2007 in North Carolina saw four times more property crimes than all other crimes combined, and a clearance rate of less than 15%. This means over 85% of property crime cases, state wide, go unresolved. Until now, the response by North Carolina's law enforcement and citizens to property crime has been primarily reactive. Only after the crime has been committed does law enforcement get involved and after the crime has been investigated there is very little done in the way of advising the victim on future crime prevention.
Law enforcement officials talk tough about stopping crime, but the statistics tell the truth; property crime is embarrassingly out of control! The techniques used by citizens and law enforcement do not effectively prevent property crime. Law enforcement officials have the authority as elected public servants to innovate and allocate resources as necessary to protect property by staying a step ahead of crime.

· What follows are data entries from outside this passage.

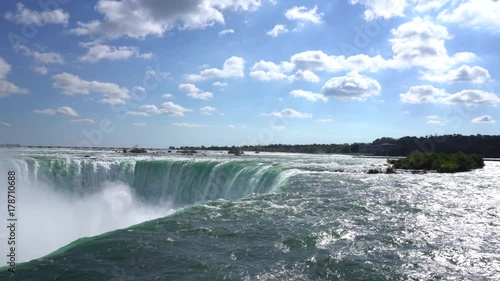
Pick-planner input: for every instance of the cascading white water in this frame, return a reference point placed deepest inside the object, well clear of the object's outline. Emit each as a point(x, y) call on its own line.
point(60, 199)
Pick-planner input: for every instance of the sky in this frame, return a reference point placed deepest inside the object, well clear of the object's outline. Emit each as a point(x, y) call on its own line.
point(159, 73)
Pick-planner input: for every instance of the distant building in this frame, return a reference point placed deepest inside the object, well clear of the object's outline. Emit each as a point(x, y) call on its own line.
point(378, 149)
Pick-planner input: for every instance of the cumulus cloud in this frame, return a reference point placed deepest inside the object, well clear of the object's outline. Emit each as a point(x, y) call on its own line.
point(430, 94)
point(138, 113)
point(385, 9)
point(435, 120)
point(65, 110)
point(226, 32)
point(188, 87)
point(464, 73)
point(423, 94)
point(233, 67)
point(304, 14)
point(277, 30)
point(220, 84)
point(483, 119)
point(88, 121)
point(310, 96)
point(317, 61)
point(99, 52)
point(112, 101)
point(73, 85)
point(29, 17)
point(188, 125)
point(168, 108)
point(421, 43)
point(305, 75)
point(472, 98)
point(208, 110)
point(8, 88)
point(138, 19)
point(478, 14)
point(40, 69)
point(288, 113)
point(351, 87)
point(268, 71)
point(195, 92)
point(422, 6)
point(325, 120)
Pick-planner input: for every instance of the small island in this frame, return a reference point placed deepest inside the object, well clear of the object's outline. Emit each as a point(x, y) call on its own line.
point(440, 162)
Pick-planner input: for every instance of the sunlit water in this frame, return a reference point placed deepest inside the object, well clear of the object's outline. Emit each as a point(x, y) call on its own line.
point(261, 217)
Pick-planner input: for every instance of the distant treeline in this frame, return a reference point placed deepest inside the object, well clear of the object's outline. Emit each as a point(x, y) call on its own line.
point(485, 145)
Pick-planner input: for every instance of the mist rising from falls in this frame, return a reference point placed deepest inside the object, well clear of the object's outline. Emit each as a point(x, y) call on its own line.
point(60, 200)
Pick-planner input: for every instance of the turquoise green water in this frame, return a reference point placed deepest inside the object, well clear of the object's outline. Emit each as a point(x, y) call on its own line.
point(263, 217)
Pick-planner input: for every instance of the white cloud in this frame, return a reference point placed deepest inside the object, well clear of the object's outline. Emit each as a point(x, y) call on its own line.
point(65, 110)
point(483, 119)
point(268, 71)
point(28, 17)
point(305, 63)
point(423, 94)
point(188, 88)
point(201, 96)
point(277, 30)
point(435, 120)
point(306, 75)
point(310, 96)
point(173, 109)
point(226, 32)
point(233, 67)
point(40, 69)
point(7, 88)
point(208, 110)
point(74, 85)
point(351, 87)
point(422, 6)
point(288, 113)
point(112, 101)
point(327, 120)
point(99, 52)
point(317, 61)
point(138, 19)
point(138, 113)
point(385, 9)
point(472, 98)
point(479, 14)
point(430, 94)
point(421, 43)
point(195, 92)
point(303, 14)
point(88, 121)
point(220, 84)
point(464, 73)
point(188, 125)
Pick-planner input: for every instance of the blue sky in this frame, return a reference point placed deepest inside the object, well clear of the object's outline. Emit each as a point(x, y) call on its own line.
point(220, 72)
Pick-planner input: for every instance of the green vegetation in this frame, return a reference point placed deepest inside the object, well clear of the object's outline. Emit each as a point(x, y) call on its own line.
point(486, 145)
point(440, 162)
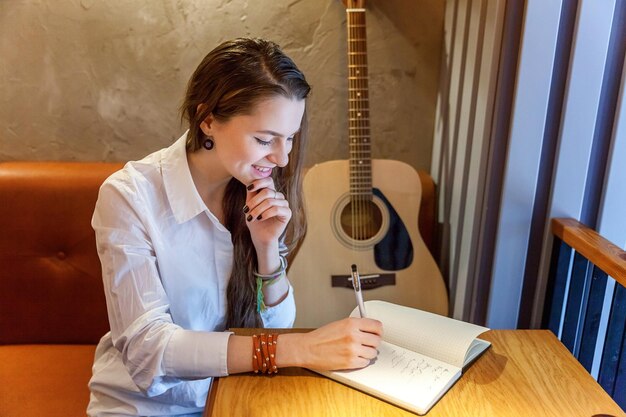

Most law enforcement departments have sidestepped the opportunity to actively prevent crime. Do you receive a monthly or quarterly newsletter from your local police or sheriff's department alerting you to new trends in crime and how to prevent it? Have you ever been visited by a policeman or sheriff's deputy on patrol who saw your lawnmower under the shed in the back yard or the enclosed trailer in your driveway and wanted to let you know that they were at risk of being stolen? When was the last time a law enforcement officer saw you working in the yard and stopped just to talk about crime in your area and remind you to write down the serial numbers on your property?
We are responsible for protecting our own property. We also elect sheriffs and police chiefs to be our partners against crime and inform and warn us about criminal risks. As the economy tightens, property crime will become more rampant and with worries about filling our cars up with gas, loosing our jobs, and putting food on the table, the last thing we want to deal with is replacing stolen or damaged property. Encourage your law enforcement leadership to be more active in crime prevention. We gave them the job when we elected them as public servants. Law enforcement works for us! Remember the next time your law enforcement leader is up for election, not what he or she said they would do, but what they actually did to prevent crime and protect our families. The statistics tell the truth. Let's work hard to prevent crime!